「内股は体に悪い」ということから、
歌舞伎や日本舞踊の女形での内股は体に悪い、
というように思われる方がいらっしゃるかもしれませんけれど、
実はそんなことないんです。
女形での内股は確かに股関節の内旋ではあるのですが、外旋力をかけているんですね。
分りやすく言いますと、内股にしながらがに股(笑)にしようとしている感じ。
う~ん、、、かえって、わけ分らない???
まぁ、日本舞踊をされている方でも、そういった意識をしていない人は多いでしょうから、
今回のお話が上手く伝わるかどうか?
ちょっと前途多難です。。。
でも、気を取り直して進めていきましょう!
身体のことって、見た目ではなかなか本当のことが見えてこないんですよね。
内股にするのは、今どきの女性に多いですよね?
かわいく見えるとか、脚が細く見えるとか、そんな理由があって故意に内股にしている人も多いんでしょうね。
実際、内股にしますと筋力使わなくて済むんですよね。
つっかえ棒的に支えられますものね。
かわいいというのは、イコール弱い(弱さのアピール)とうことだと、私は思ってるんですけど、
内股や内肘(肘を内側に絞って手を外側にする、いわゆるお人形さんの腕の形)は、
まさに典型的な形。
逆の形を考えれば分りますよね?
膝が外に開いて肘も外に張っていたら、強そうですものね?
で、この弱さは本当に筋力を使わなさ過ぎの弱さでして、
一見楽そうなんですけど、関節に偏りのある負担が掛かっていますから、
やがて膝や股関節、腰など(外反母趾なども)が故障の憂き目に遭うわけです。
身体をつっかえ棒のように使えば、当然つっかえ棒の両端に過度の荷重がかかります。
逃げ場がないんですね。
と、こんなわけですから、女形まで身体に悪そうな感じがしてしまうのかもしれませんけれど、
冒頭で述べましたように、実はこの内股は膝が外を向いているんです。
実際に外に向いているかどうかというよりも、
外に向けようとしなくてはいけないということなんです。
日本舞踊では「太ももの内側を強く擦り合わせなさい」というようなことを言われますけれど、
このようにしますと、
太ももの内側を擦り合わせるようなエネルギーは後ろから前に押し出す形になるんですね。
これを内に絞る感じで行なってしまいますと、
前から後ろに押し付ける形になってしまいまして、動きづらくなってしまい、
力みが生まれますから、動きが硬くなってしまうんです。
空手と一緒ではないかと私は思ってるんです。
空手でも内股の姿勢が印象ですけれど、私はあれは股関節に強い外旋力をかける鍛錬法だと思うんですね。
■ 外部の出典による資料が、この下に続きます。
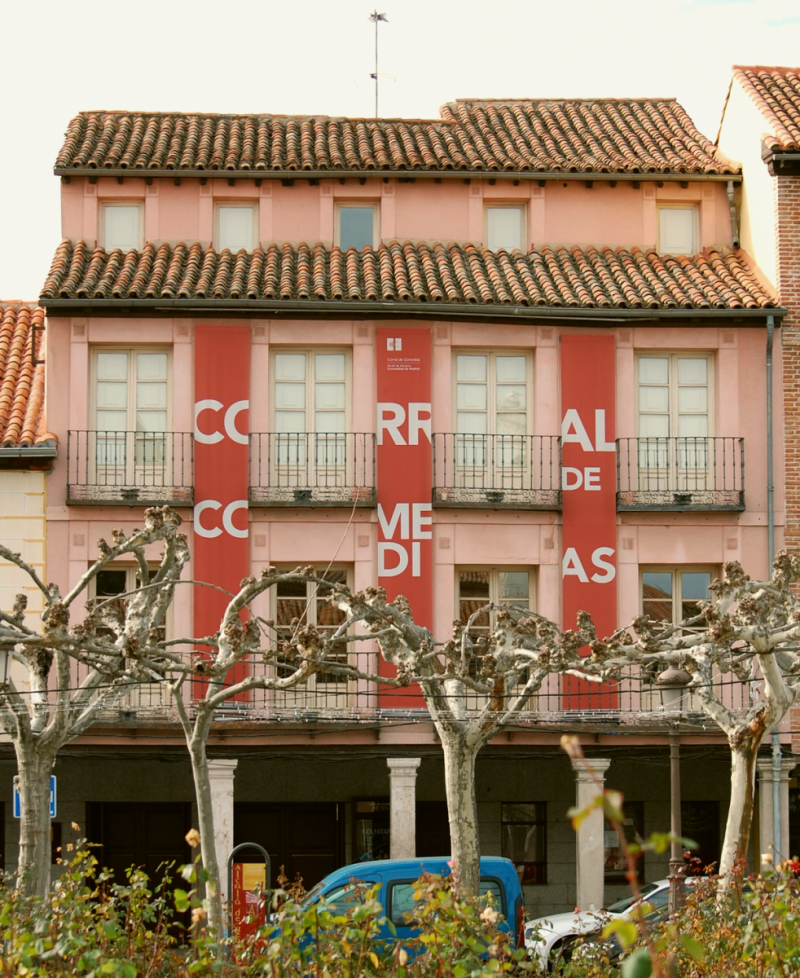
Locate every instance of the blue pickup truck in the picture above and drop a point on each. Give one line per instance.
(396, 878)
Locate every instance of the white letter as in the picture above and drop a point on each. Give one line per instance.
(610, 569)
(571, 565)
(573, 420)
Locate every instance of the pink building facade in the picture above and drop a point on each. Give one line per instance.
(512, 355)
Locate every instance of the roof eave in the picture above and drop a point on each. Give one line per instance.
(94, 173)
(401, 310)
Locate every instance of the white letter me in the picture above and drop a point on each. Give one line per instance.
(209, 404)
(571, 565)
(573, 420)
(420, 520)
(391, 416)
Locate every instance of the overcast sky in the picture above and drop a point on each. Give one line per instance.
(315, 56)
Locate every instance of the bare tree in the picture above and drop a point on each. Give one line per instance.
(750, 629)
(115, 646)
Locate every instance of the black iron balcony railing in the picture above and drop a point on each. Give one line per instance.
(680, 474)
(312, 469)
(498, 471)
(130, 467)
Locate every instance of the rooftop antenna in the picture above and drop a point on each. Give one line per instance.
(376, 18)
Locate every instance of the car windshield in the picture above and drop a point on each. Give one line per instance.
(622, 905)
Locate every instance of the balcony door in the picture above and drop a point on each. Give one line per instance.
(310, 455)
(675, 423)
(492, 421)
(129, 444)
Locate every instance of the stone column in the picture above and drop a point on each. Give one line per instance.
(220, 774)
(590, 843)
(766, 780)
(403, 806)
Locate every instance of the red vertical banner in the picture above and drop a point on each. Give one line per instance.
(589, 497)
(405, 481)
(221, 427)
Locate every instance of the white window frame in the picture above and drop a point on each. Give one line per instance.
(316, 692)
(131, 463)
(297, 459)
(374, 206)
(677, 205)
(143, 696)
(104, 206)
(651, 699)
(523, 222)
(238, 204)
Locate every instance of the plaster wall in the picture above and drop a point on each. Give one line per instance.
(740, 135)
(565, 213)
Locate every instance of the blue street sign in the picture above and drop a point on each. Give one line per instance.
(18, 807)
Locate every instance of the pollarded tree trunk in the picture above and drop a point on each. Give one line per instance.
(205, 817)
(744, 751)
(33, 784)
(462, 808)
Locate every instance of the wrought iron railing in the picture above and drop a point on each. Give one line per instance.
(497, 471)
(130, 467)
(312, 469)
(635, 700)
(680, 474)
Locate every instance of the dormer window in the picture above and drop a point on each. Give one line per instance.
(504, 227)
(357, 226)
(122, 226)
(235, 227)
(677, 230)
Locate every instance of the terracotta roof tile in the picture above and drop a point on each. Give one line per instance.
(589, 278)
(22, 422)
(538, 135)
(776, 94)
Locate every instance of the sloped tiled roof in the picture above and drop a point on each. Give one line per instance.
(589, 278)
(544, 135)
(776, 94)
(22, 420)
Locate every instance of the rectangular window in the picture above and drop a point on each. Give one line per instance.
(504, 227)
(236, 225)
(677, 230)
(122, 226)
(492, 399)
(300, 603)
(357, 226)
(131, 408)
(614, 861)
(310, 407)
(480, 586)
(108, 584)
(524, 829)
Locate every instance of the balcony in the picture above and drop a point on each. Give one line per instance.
(497, 471)
(312, 469)
(130, 468)
(680, 474)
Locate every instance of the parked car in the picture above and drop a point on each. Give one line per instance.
(550, 940)
(396, 879)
ちなみに、膝(足先)を外向きにした状態で外旋力をかけますと、ちょっと心もとない感じになりやすいんですね。何しろ足先から股関節まで全てを同じ方向に回すわけですから。
その点、内股で外旋力をかけるのは、しっくりくるんです。(どうして、しっくりくるかと言いますと、それは関節が適切な位置から外れずに働いてくれるからなんです。)
もちろん、足裏も大事になってきますけれど、それはまた別の機会に。
そしてこれは、強い力を必要としながら、力むことには決してならなんですね。
このような感じで、女形は内股に外旋力をかけることで、足元からお腹まで中心に力が集まるようになっていますから、一般の女性の内股とは全く違うんです。
真逆と言ってもいいかもしれませんね。
とまぁ、偉そうにお話していますけれど、これに気がついて本当に納得して出来るようになるのに、どれだけの年数がかかったか・・・。
身体のことって、見た目ではなかなか本当のことが見えてこないんですよね。